Of course, Wal-Mart’s biggest challenge is that its
primary rival isn’t standing still. An estimated half of all U.S. households
subscribe to Amazon Prime, according to a report from Consumer Intelligence
Research Partners. And Amazon currently takes more than $5 out of every $10
spent buying stuff online, says Macquarie Research. Its market value, buoyed by
its cloud-computing business, is now around twice Wal-Mart’s. In Seattle,
Amazon is also trying out concepts, such as the Amazon Go store, where
customers are automatically charged for items they pick from shelves without
going through a checkout line, and a hybrid supermarket-and-pickup center for
people who order groceries online. All of this stands to eat into Wal-Mart’s
advantages.
There are other challenges.

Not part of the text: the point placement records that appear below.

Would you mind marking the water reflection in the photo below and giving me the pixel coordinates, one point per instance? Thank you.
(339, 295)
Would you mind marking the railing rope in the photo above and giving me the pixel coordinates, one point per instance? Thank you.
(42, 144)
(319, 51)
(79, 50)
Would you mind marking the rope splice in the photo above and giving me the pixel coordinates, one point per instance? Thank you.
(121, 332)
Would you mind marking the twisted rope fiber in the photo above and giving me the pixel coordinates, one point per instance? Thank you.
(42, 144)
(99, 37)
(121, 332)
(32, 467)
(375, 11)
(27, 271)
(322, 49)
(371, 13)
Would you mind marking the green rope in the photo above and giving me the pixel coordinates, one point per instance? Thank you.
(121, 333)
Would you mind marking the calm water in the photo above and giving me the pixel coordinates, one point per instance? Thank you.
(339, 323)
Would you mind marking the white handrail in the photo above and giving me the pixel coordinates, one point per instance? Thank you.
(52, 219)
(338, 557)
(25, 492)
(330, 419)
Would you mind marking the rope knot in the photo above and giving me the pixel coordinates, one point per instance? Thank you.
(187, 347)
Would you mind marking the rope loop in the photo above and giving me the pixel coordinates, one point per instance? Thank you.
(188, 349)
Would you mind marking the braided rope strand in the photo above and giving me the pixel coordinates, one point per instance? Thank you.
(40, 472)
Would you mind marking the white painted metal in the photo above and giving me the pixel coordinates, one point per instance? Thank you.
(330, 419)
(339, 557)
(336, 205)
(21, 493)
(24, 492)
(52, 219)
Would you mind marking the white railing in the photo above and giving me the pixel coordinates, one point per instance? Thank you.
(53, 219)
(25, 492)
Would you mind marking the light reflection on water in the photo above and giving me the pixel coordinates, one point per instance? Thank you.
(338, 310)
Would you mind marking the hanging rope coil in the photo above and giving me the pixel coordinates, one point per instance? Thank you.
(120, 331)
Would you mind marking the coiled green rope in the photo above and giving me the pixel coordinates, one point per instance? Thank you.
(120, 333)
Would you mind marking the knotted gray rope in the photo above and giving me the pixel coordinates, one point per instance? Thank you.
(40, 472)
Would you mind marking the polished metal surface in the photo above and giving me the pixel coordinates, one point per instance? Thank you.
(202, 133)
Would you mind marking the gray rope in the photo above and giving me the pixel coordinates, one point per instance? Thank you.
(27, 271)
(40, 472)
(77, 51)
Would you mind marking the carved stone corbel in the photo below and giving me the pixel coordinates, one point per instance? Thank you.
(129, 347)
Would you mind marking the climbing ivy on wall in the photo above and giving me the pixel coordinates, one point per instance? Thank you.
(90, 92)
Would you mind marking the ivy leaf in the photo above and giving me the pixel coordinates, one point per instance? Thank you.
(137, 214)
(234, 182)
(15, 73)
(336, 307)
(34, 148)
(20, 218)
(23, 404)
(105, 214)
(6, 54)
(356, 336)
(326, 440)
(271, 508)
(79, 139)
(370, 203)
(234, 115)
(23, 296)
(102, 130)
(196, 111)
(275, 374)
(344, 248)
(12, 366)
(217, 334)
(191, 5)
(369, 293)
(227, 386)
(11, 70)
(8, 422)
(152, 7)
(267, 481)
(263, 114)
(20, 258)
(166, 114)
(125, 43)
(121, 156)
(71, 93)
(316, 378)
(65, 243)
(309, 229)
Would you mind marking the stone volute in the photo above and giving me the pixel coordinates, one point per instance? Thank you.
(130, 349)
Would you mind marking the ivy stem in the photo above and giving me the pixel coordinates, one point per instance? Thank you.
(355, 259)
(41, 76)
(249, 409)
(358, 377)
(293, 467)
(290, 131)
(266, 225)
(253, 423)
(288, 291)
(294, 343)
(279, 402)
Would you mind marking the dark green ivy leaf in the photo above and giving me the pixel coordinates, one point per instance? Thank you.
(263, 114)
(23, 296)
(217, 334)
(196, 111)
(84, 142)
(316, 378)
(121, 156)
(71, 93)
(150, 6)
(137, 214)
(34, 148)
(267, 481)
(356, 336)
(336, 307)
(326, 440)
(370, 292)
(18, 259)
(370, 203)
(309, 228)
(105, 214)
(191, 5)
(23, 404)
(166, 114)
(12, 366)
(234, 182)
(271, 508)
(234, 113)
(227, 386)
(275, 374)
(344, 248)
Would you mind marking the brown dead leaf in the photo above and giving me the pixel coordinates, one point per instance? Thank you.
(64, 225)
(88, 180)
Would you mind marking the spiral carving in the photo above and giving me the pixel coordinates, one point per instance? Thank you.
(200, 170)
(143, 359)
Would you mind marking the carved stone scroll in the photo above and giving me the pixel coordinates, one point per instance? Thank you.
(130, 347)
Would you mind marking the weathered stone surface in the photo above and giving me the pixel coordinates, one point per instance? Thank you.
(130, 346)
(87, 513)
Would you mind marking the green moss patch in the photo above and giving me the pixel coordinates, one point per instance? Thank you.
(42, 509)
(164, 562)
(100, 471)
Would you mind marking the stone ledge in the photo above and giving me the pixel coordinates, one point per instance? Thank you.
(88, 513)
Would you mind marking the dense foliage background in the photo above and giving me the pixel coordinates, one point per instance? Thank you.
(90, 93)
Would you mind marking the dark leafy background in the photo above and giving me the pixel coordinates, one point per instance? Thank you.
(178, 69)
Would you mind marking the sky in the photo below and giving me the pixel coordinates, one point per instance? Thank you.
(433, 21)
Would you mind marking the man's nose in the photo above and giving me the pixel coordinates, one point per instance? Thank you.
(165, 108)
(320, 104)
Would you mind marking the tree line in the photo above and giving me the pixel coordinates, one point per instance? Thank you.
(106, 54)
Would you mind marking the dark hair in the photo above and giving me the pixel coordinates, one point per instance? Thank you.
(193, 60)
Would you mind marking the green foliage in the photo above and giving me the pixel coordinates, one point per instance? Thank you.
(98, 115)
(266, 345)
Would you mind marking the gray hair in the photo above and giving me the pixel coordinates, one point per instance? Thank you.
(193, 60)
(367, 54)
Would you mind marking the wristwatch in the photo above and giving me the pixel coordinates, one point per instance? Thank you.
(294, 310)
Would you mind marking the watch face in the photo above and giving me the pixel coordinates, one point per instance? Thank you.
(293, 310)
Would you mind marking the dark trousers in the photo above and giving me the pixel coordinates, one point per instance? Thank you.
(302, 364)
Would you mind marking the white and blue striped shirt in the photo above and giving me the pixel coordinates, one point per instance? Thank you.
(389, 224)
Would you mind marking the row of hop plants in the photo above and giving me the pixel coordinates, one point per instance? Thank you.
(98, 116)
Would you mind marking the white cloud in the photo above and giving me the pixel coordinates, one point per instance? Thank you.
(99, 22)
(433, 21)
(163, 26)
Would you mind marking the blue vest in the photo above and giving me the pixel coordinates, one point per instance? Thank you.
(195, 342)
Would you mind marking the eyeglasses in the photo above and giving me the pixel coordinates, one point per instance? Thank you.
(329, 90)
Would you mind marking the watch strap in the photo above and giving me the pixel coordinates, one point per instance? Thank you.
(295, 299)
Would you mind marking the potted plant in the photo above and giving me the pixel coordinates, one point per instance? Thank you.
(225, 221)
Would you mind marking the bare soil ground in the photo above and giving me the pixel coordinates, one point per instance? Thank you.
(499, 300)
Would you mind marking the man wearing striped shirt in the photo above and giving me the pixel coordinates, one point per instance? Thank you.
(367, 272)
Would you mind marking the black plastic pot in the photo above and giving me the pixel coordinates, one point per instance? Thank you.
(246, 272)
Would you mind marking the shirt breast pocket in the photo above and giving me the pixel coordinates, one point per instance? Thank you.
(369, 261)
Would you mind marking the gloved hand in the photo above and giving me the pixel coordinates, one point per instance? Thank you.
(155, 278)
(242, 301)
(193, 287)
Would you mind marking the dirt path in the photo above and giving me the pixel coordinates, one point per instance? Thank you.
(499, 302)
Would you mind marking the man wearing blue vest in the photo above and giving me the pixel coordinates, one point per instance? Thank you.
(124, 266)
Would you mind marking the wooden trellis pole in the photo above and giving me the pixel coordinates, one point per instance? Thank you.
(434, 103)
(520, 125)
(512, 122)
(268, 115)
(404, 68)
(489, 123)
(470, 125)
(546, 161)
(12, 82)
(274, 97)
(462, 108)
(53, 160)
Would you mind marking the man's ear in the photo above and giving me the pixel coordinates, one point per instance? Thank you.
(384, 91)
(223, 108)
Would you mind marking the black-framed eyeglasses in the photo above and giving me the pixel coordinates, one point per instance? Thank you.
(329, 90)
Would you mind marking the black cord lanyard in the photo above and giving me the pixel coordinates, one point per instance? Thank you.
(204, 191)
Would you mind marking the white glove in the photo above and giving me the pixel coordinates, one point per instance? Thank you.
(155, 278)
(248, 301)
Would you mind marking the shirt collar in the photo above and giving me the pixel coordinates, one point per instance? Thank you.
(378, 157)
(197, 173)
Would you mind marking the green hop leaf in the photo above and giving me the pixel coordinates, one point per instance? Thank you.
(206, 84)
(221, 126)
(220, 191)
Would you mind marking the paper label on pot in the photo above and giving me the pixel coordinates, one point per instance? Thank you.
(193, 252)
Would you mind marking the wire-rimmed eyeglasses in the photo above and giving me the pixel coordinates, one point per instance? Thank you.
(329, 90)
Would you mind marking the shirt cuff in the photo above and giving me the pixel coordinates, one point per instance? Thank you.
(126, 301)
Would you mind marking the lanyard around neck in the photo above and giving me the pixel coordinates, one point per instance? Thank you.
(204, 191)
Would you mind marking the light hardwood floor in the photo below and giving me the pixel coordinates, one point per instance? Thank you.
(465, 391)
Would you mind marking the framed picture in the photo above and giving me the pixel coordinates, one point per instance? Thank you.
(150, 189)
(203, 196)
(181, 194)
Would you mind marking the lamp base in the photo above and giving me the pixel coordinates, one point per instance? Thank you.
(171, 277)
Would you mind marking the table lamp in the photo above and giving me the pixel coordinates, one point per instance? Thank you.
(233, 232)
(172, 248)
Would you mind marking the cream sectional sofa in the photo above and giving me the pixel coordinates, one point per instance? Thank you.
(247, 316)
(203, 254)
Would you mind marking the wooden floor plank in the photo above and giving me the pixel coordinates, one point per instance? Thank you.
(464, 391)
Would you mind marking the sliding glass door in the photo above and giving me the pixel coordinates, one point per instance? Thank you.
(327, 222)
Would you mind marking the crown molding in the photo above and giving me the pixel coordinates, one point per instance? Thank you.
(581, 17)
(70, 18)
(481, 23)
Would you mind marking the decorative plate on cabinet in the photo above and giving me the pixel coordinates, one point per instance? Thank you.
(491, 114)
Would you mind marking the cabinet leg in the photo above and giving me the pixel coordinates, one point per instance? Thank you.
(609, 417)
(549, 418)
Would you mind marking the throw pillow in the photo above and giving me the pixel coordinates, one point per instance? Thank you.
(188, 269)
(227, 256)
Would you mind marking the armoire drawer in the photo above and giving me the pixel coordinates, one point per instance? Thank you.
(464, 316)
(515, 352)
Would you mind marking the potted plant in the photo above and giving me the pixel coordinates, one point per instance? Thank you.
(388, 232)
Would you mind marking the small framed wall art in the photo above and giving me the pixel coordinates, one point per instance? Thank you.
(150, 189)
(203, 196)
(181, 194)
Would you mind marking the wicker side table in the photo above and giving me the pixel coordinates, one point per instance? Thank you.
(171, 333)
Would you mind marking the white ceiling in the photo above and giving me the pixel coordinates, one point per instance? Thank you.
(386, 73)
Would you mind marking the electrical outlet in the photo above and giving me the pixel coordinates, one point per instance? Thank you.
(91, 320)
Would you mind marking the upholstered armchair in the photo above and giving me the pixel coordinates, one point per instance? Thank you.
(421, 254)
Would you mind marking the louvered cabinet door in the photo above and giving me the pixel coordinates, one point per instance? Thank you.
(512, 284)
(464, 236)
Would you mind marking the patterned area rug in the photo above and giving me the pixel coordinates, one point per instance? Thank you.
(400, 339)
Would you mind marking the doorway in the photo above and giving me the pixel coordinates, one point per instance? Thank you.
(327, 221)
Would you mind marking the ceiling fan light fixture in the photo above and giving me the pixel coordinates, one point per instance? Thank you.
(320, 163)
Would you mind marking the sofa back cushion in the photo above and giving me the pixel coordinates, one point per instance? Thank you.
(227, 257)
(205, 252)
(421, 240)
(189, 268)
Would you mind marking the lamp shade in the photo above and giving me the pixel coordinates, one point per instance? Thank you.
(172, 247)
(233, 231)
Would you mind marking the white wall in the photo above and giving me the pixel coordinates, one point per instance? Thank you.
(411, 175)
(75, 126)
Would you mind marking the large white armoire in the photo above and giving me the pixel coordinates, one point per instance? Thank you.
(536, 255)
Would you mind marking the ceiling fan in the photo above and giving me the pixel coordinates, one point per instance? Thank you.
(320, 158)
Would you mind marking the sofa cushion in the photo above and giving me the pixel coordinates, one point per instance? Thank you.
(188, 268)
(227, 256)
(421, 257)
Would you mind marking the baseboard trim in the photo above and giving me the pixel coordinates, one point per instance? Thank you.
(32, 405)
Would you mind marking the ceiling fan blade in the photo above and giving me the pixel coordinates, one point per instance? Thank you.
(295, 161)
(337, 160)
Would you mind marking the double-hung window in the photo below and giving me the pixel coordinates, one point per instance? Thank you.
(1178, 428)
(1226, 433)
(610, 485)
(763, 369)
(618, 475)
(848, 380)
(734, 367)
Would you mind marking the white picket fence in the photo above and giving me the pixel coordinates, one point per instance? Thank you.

Can Wal-Mart translate its
domestic progress overseas, particularly in the fast-moving markets of China
and India, currently outside Lore’s domain? And can Lore, a veteran of
grow-at-all-cost startups, find long-term profits in Walmart.com to satisfy the
company’s vocal investors?
Lore doesn’t seem overly anxious about that last issue.
Over lunch, he shares a story about his teenage daughter, who’s started an
online sticker-selling business whose proceeds go to philanthropies fighting
celiac disease, an autoimmune disorder. When his daughter recently told him she
was making money, Lore says, he was shocked. “How are you profitable?” he asked
her.
“Well, Dad, it’s easy,” she replied. “You just make sure
your revenues are higher than your expenses.”
“Oh,” Lore recalls saying. “I never really thought about
it that way.”
One wonders what Sam Walton would make of that.